The Republicans are not, however, having an easy time of it.

One of Schwarzenegger’s first moves was to appoint billionaire Warren Buffett, a Democrat from Nebraska, to his council of economic advisers. Buffett repaid the favor by telling the Wall Street Journal in an interview published Thursday that property taxes in California were too low. Incredulous conservatives, already suspicious of Schwarzenegger’s supply-side bona fides, seized on the remark as one more reason for worry.

Buffett’s comment also made it more difficult for those party operatives trying to convince 2002 GOP gubernatorial nominee Bill Simon and GOP state Sen. Tom McClintock to drop out of the race and get on the movie star’s bandwagon.

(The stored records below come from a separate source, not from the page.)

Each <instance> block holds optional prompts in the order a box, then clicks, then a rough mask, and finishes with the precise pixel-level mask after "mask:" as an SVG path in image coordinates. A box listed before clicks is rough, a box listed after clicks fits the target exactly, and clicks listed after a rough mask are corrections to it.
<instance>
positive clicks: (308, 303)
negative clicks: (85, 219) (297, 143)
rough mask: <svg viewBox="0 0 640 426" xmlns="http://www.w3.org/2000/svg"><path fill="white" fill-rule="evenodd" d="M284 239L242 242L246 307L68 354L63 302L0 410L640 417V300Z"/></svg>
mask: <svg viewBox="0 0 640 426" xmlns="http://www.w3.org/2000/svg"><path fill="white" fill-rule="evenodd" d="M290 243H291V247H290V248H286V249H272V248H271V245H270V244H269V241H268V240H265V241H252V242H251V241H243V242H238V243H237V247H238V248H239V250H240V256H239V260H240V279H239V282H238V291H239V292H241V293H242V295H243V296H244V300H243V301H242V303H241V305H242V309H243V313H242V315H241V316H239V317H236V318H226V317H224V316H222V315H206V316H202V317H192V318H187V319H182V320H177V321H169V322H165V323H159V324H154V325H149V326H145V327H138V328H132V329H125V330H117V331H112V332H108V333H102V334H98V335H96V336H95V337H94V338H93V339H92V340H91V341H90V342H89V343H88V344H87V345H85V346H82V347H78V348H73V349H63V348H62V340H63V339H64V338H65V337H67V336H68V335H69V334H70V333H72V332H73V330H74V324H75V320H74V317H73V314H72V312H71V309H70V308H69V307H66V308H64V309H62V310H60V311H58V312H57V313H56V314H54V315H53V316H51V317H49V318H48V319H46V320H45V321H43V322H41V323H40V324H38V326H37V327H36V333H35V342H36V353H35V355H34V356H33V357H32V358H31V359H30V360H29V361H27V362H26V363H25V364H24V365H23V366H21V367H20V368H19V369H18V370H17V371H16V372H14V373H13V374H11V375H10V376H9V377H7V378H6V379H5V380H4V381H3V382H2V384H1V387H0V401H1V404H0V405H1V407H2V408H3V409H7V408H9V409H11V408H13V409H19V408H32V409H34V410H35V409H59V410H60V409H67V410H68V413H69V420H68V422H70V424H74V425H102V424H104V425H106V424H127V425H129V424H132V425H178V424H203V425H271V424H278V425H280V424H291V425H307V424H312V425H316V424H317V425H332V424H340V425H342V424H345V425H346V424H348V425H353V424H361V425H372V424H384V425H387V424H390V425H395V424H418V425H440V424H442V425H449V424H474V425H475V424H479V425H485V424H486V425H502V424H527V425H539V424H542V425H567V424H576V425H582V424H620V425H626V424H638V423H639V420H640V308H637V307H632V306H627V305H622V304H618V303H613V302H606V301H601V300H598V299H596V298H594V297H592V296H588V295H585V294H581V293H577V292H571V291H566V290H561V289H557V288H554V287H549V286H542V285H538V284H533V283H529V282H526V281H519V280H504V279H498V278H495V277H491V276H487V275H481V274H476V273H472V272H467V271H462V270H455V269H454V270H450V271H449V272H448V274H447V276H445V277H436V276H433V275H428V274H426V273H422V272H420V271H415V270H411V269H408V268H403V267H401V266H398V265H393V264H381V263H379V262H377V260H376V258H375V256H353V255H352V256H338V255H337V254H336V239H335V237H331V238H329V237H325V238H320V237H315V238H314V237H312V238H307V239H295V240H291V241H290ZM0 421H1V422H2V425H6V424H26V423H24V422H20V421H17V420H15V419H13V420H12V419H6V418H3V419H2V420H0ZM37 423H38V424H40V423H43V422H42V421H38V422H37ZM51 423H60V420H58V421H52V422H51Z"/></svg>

Some had thought earlier in the week that McClintock, who is extremely well respected for his knowledge of state fiscal policy, might drop out of the race if Schwarzenegger would publicly commit to support a Colorado-style budget reform package. Such a reform would limit the growth of state spending to the level of increase in population plus inflation and require a vote of the people to raise taxes.

Proposition 13, which lowered California’s property taxes in the late 1970s and kept them low, is the intellectual precursor of the Colorado approach, making Buffet’s observation doubly damaging.

Another facing a future firing squad is Alabama’s Bob Riley, who is still in his first year as governor. A 2002 upset winner by about 3,000 votes over incumbent Democrat Don Siegelman, Republican Riley turned the state on its head by proposing a tax hike of $4.6 billion over four years. The plan passed the overwhelmingly Democrat state Legislature but must also be approved by a vote of the people, scheduled for Sept. 9 of this year.

The plan has run into heavy opposition. A whole host of state and national organizations, including Norquist’s Americans for Tax Reform, Citizens for a Sound Economy, Citizens Against Government Waste and the Alabama chapter of the Christian Coalition are all fighting the plan as are a number of state business and agricultural groups. The executive committee of the Alabama Republican Party, by a vote of 19 to 2, repudiated its own governor, likely damaging his future prospects.

Nobody ever said that being a governor was easy.